To strengthen the relationship, they advocate their usual: get to know each other better (love maps), be nice to each other (I didn't see the 5-1 ratio I usually see for what makes people feel good but I may have skipped over it), and respond to each other's bids for attention/make bids for each other's attention (turning towards each other). Again, all covered in their other books.
Their sex advice amounts to: dude, things have changed, get used to it, ask each other specifically for what you want rather than hinting around, be affectionate in a non-sexual way, some generic advice about women being slower to warm up than men and men sometimes only perceive love through sex which I don't find particularly helpful but presumably someone does, quickies are okay, non-penetrative sex is okay, both people don't have to come in the same session, actually talk to each other rather than avoiding each other and try to make time for dates. Fairly straightforward stuff, and I'm glad they led with get-used-to-the-change because anything else sets expectations inappropriately.
Perhaps the most obnoxious thing about this book is the assumption that she's going to be the one to have cut back on her career, and he probably doubled-down for a variety of reasons and checked out of (a) the marriage and (b) the parenting. It would have been nice if at least _one_ SAHD had been included, but no. In any event, a crucial part of the program is getting dad to actually be an involved, warm, loving parent. Which is good. They don't say gatekeeping, but give advice compatible with trying to overcome that typical obstacle.

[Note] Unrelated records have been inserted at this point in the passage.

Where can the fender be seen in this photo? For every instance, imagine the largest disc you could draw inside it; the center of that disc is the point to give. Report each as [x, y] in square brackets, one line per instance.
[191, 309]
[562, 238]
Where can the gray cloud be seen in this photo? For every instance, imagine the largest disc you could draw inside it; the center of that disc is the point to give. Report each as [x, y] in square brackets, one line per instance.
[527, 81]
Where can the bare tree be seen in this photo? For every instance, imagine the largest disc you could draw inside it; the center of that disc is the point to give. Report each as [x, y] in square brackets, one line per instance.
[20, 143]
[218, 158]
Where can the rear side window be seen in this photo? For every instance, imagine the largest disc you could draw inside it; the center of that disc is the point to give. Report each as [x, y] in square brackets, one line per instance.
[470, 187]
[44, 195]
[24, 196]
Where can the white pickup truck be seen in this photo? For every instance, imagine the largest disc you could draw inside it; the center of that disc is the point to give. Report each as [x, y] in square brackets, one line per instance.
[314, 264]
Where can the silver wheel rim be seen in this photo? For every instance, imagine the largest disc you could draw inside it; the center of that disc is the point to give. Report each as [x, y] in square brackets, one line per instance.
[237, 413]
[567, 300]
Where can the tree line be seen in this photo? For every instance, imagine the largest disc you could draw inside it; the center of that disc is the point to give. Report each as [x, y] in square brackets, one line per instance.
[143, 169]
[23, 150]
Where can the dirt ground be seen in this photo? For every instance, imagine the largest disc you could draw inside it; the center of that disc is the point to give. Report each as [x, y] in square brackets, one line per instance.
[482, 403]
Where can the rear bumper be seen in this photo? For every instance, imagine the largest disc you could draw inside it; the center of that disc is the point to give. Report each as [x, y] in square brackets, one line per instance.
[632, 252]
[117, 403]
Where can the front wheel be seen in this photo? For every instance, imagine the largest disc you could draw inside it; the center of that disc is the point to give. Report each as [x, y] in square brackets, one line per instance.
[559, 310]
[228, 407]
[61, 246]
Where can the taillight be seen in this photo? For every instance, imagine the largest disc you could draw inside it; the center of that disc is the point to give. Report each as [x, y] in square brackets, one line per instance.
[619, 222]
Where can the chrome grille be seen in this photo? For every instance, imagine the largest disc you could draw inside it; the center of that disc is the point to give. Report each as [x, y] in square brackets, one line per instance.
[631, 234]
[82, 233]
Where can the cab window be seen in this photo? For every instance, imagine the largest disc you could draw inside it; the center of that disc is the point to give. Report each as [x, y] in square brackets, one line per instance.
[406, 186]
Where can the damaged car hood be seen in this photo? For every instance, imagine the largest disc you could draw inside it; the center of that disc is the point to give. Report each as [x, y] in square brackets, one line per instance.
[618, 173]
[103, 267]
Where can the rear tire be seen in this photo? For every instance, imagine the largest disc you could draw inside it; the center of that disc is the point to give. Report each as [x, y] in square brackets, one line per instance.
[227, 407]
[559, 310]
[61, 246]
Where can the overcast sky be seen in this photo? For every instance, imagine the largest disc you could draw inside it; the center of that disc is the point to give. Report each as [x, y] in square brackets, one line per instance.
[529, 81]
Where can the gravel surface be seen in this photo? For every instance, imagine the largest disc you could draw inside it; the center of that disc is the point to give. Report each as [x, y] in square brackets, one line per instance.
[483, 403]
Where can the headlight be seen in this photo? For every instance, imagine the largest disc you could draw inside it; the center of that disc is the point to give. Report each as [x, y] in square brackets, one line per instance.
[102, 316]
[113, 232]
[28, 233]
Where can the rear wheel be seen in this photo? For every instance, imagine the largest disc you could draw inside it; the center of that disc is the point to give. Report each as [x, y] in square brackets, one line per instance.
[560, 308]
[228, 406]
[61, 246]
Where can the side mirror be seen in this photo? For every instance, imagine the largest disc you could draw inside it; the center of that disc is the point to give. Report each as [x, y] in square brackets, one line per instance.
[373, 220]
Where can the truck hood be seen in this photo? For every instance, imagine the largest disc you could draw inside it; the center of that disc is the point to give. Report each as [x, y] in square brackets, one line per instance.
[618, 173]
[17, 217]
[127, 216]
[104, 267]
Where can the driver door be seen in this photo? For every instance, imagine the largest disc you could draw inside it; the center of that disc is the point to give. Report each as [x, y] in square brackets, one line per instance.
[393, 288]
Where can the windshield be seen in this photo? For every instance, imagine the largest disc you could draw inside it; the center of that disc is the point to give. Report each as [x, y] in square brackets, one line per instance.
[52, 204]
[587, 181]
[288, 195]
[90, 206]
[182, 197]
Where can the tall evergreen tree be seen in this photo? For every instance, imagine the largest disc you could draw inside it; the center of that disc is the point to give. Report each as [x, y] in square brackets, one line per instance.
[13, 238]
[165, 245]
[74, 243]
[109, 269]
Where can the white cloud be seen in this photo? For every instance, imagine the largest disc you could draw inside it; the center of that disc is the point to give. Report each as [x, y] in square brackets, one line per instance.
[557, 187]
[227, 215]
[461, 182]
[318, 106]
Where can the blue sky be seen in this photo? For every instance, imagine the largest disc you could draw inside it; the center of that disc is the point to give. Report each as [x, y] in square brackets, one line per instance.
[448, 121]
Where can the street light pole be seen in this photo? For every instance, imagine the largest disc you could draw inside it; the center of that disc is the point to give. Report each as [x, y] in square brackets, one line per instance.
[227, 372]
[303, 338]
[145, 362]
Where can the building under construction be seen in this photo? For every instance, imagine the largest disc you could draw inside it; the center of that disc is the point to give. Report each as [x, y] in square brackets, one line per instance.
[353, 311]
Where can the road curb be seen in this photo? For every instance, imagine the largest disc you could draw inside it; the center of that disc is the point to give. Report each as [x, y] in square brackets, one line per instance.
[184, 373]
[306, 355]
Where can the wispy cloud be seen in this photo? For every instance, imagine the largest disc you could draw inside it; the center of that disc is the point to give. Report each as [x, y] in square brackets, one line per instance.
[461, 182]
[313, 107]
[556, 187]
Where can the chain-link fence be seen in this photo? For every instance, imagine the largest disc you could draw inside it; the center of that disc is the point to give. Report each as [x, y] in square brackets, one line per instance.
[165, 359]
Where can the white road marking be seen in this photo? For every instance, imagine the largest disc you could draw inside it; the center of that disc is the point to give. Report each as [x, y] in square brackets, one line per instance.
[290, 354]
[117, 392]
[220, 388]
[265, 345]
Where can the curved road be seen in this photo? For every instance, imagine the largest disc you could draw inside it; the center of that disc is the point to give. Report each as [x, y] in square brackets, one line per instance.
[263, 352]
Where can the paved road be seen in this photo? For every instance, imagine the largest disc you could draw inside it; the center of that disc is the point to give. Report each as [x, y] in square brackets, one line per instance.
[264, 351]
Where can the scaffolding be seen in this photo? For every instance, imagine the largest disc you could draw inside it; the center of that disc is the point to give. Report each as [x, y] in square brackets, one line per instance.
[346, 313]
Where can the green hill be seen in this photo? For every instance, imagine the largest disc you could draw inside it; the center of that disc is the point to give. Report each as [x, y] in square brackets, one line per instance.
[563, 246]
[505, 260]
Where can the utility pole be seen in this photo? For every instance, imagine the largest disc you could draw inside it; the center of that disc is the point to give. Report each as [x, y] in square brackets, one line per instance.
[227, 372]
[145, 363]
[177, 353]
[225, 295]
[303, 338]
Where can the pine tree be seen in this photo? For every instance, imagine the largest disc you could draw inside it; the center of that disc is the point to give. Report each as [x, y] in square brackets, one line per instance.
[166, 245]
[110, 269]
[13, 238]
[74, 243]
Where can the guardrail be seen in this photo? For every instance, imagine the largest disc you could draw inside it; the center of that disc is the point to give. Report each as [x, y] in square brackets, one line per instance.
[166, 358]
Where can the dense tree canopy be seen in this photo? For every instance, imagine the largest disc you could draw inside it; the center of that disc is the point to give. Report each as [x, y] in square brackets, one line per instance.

They wrap up the book with a chapter on spirituality, building family rituals, connecting with larger families/communities and creating a legacy, identifying family values blah, blah, blah. I don't mean to disrespect, but there are some serious problems with this chapter -- and some really nice things about this chapter as well.
If you just had a kid, and were really cranky and unhappy and desperate (aren't we all at that point?) and thinking about beating the crap out of your spouse because they are such a pain in the ass, this would be an _awesome_ book to read. Highly recommended. If you've already read a bunch of the Gottman books, it's not clear to me that this is going to help you appreciably. And if you'd already been reading a bunch of other books about the impact of having a baby/breastfeeding/etc. on one's libido/sleep/energy levels (or, heck, just actually _talked_ to your friends who had kids already), there's a real risk this will contribute to your generalized rage. (If you don't _have_ generalized rage in the aftermath of having a child, go you! Share your spare energy and joy with us, because we can definitely use whatever help we can get. Say, watch the kid while I take a shower.)
I bought it hardback; hopefully it's out in paper now. I'll be donating this one to the local library, where I hope it does some good, and not too much harm.